Our sensitivity analyses support a genuine temporal relationship between MS and dementia rather than reverse causation. Even after excluding dementia cases diagnosed within the first year (adjusted SHR = 3.288, Table 3) and the first 5 years post-MS diagnosis (adjusted SHR = 2.869), MS remained significantly associated with elevated dementia risk. These findings support that cognitive decline is attributable to MS pathology rather than pre-existing cognitive impairment driving MS diagnostic workup. The one-year minimum interval reflects the typical MS diagnostic timeframe and allows sufficient biological plausibility for MS pathological processes to initiate cognitive impairment. However, residual confounding from occult cognitive impairment at the time of MS diagnosis cannot be entirely excluded, particularly in claims-based databases lacking standardized neuropsychological assessments. The use of 1-year and 5-year lag-time windows aligns with established pharmacoepidemiologic practices in cohort studies examining disease-outcome associations (24, 25). Multiple recent studies have employed similar lag strategies: a Danish study examining opioid use and dementia utilized both 1-year lag and 5-year lag periods to assess reverse causation (26), while a cohort study of proton pump inhibitors and dementia risk applied standard 5-year lag windows with sensitivity analyses at 2-year and no-lag intervals (27). The rationale for selecting 1-year and 5-year lag periods rather than 3-year intervals reflects standard practice in dementia epidemiology, where researchers typically compare shorter lag periods (1–2 years, addressing diagnostic misclassification and immediate confounding) versus longer lag periods (5 + years, accounting for disease latency and biological plausibility) (28). The fact that MS-dementia associations persist across both lag periods strengthens the inference of causality and substantially reduces the likelihood of reverse causation.

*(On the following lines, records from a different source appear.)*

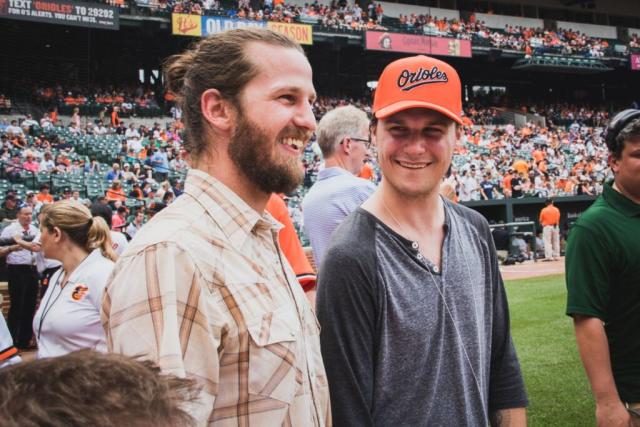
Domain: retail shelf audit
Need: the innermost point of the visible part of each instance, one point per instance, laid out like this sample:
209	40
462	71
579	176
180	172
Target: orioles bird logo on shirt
79	292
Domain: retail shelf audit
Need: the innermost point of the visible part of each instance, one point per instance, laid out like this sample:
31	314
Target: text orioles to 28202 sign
62	12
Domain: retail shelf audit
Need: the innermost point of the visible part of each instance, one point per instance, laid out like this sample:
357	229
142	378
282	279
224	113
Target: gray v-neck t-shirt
405	344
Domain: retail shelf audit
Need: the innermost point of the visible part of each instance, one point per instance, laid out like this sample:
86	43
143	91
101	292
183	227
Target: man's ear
345	145
217	110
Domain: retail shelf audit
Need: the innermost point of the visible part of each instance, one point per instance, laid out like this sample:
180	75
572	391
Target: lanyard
47	308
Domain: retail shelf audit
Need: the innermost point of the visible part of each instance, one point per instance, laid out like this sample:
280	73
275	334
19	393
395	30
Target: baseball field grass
558	389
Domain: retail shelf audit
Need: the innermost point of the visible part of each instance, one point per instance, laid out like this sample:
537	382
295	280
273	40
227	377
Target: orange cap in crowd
419	82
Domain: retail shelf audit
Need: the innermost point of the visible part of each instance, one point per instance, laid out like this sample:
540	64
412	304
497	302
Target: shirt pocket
273	359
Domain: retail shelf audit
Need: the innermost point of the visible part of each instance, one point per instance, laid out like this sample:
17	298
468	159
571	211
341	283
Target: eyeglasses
367	141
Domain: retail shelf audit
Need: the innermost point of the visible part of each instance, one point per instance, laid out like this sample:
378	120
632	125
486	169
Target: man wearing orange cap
414	316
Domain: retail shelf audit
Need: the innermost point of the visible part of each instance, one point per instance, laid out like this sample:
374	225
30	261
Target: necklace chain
402	230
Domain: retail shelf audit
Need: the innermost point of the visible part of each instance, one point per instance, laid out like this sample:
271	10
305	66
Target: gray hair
338	124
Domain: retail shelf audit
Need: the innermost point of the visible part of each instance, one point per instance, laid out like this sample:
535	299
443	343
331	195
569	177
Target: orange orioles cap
419	82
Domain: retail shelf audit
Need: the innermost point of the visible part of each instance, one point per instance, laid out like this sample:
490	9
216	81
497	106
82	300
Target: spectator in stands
160	162
13	170
22	277
343	136
292	248
123	391
115	118
238	160
47	164
44	196
116	192
9	209
119	219
136	224
30	163
118	240
114	173
14	129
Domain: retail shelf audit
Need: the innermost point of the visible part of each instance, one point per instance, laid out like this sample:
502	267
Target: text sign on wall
411	43
64	12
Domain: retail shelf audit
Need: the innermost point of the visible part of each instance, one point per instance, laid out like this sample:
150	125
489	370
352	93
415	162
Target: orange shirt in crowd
367	172
521	166
506	181
550	216
290	244
116	195
538	155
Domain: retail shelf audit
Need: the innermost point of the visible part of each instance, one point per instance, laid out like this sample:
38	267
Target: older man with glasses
343	137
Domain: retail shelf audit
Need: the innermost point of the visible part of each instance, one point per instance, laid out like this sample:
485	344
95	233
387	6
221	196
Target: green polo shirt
603	281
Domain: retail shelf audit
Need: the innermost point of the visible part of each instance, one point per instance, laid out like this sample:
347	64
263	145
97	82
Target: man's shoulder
596	216
354	236
468	215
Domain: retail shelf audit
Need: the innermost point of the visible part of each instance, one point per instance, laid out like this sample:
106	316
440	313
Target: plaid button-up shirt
205	292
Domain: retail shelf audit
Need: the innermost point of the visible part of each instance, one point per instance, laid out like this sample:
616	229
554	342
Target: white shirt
68	318
132	229
23	256
119	242
43	263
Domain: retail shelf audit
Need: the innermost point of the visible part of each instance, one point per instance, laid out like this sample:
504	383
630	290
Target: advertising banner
413	43
92	15
186	25
301	33
215	24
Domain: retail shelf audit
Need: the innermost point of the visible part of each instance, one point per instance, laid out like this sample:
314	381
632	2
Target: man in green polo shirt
603	280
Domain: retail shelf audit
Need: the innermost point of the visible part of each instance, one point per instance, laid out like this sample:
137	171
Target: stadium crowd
369	16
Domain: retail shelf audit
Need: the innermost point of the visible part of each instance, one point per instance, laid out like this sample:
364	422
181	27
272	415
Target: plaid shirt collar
232	214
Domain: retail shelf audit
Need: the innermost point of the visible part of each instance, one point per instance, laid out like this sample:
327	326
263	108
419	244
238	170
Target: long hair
83	229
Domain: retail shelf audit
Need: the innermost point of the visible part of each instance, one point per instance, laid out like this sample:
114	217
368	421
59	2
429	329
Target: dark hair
87	388
219	62
622	126
629	131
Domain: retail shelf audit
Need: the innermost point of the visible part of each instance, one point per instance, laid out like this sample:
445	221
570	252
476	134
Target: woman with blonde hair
68	318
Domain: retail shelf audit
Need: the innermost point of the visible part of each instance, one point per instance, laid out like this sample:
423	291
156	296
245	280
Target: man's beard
253	153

An important consideration in interpreting our findings is the disparity in healthcare level between the MS and non-MS cohorts. As shown in Table 1, a significantly higher proportion of MS patients received care at medical centers compared to controls (73.75% vs. 31.71%, p < 0.001). Medical centers in Taiwan are equipped with advanced diagnostic resources, including high-resolution neuroimaging (e.g., 3 T MRI), comprehensive neuropsychological testing batteries, and multidisciplinary teams specializing in neurodegenerative disorders, whereas regional and local hospitals have more limited access to such resources. This differential diagnostic intensity may introduce detection bias, wherein the observed elevated dementia risk in MS patients could be partially attributable to more rigorous screening and earlier diagnosis.
However, even after adjusting for the level of care in our multivariable Fine and Gray competing risk model, MS patients demonstrated a persistently elevated dementia risk (adjusted SHR = 4.919, 95% CI 4.329–5.743, p < 0.001). This robust association supports the conclusion that MS is an independent risk factor for dementia. Furthermore, the finding that receiving care at medical centers was independently associated with higher dementia risk (adjusted SHR = 1.826, Table 2) reinforces the role of healthcare setting as a proxy for diagnostic intensity. These findings suggest that the MS-dementia association is not solely explained by detection bias. Future studies incorporating standardized cognitive assessments and uniform diagnostic criteria across healthcare settings are needed to further clarify whether this association reflects true biological mechanisms or partially results from diagnostic practice variation.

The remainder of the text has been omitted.